If you became physically or mentally incapable of dealing with your affairs and making your own decisions, no-one has the automatic right to deal with those matters on your behalf - not even people who we commonly think of as next of kin have any rights over our financial affairs.

This can pose real problems at a time when the smooth running of financial and welfare matters is essential for an incapacitated person’s general wellbeing.

Can I do something about this now?
Yes, and this is indeed the key to successful future planning.

We recommend that whilst you are fit and able to do so, you make a legal document called a ‘Lasting Power of Attorney’ (LPA). In this you appoint one or more persons to assist, support and - if necessary - take over dealing with your affairs and decisions should you lose your capacity to look after things by yourself.

There are two types of LPA; one that relates to all your property and financial matters, and one that covers your personal health and welfare decisions.

If you have a query concerning LPAs, please do not hesitate to contact us for Free First Advice. We also offer a Free Will & LPA Review service to ensure any documents you already have in place are legally accurate.

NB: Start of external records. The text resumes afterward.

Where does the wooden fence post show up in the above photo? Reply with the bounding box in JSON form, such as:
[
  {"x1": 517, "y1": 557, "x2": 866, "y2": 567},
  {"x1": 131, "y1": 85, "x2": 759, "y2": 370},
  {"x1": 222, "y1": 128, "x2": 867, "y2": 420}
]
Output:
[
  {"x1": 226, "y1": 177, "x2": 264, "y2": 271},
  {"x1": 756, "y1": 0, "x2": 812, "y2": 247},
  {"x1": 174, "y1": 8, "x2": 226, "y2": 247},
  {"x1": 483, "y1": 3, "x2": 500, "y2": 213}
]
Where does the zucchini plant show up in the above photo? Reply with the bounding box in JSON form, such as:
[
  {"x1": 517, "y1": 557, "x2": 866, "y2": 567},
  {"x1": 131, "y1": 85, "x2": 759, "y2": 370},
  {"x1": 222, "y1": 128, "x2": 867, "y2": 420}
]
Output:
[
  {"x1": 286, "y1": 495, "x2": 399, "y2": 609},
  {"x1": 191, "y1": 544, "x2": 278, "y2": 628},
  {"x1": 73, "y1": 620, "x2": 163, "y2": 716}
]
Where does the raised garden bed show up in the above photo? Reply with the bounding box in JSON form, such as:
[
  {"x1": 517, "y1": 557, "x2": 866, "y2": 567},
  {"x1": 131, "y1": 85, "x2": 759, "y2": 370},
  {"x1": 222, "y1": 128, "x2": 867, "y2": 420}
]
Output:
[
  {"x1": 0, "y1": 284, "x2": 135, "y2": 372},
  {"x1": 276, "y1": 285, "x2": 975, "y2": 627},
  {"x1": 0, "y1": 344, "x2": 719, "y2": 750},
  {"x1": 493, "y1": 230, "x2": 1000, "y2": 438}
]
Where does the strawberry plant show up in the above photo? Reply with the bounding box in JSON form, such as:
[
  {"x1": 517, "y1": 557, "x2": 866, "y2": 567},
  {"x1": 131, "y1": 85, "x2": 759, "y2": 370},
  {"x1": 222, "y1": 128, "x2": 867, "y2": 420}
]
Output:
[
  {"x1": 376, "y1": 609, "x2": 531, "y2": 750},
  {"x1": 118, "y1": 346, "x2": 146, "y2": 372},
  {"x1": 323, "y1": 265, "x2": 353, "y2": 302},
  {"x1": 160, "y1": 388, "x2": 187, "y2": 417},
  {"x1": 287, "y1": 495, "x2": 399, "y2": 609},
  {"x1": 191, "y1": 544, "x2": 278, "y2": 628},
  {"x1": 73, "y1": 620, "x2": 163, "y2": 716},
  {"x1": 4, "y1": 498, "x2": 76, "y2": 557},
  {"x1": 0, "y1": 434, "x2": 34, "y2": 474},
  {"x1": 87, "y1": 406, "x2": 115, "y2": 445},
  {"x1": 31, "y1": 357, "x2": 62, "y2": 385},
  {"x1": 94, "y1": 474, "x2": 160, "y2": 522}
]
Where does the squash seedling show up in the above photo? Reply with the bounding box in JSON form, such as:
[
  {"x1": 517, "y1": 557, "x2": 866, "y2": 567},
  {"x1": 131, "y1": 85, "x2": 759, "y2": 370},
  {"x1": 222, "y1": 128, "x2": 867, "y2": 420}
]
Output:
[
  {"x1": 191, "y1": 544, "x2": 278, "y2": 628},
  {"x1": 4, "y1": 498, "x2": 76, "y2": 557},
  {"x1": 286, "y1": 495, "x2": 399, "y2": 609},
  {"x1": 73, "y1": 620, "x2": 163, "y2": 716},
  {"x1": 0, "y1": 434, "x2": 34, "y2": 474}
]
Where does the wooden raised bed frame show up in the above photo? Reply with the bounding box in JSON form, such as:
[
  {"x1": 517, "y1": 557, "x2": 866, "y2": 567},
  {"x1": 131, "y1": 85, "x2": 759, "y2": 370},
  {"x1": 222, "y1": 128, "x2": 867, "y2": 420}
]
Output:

Lasting Power of Attorney FAQs

  • What happens if I do not have a LPA and lose capacity?

    A donor can only create a LPA when they have capacity.  If the donor lacks capacity then they have to apply to the Court of Protection to look after the property and affairs of the person who has lost capacity (this is called a deputyship). As the donor is not giving his authority to this application (as he lacks capacity), then the process is much more complicated, long winded and expensive.

  • What happens if I do not have a LPA and lose capacity?

    A LPA should be considered just as essential as the importance of making a will.  The useful aspect of an LPA is that once it is in place, it is there for life and can be called upon when needed.  Many people realise the importance of an LPA when it is too late and then have to apply for a deputyship.

  • I have a spouse/ partner – do I need a LPA?

    Any assets in your sole name your partner will not be able to have access to, such as ISAs, savings accounts, investments and pensions.  Additionally, the British Banking Association has advised that when one account holder of a joint account loses capacity, the other joint holder may not be able to access the funds without a LPA in place.

  • Can I have a joint LPA with my spouse/ partner?

    All LPAs must be made by individuals, not jointly. However, you could appoint your spouse/partner as one of your attorneys, but there are potential issues if you divorce, or legally separate.

  • What is a certificate provider/ person to be notified?

    A certificate provider is someone who confirms that you have the understanding needed to make a Lasting Power of Attorney.  This can be someone you have known personally for more than two years or an appropriate professional (such as a GP or solicitor specialising in mental capacity work).

    As part of the LPA service, we can act as certificate provider so long as we are not appointed as a professional attorney.

    A person to be notified is someone who receives a form to say you are registering your LPA.  If they have concerns, they can then raise them.  If not, they do not need to take any action.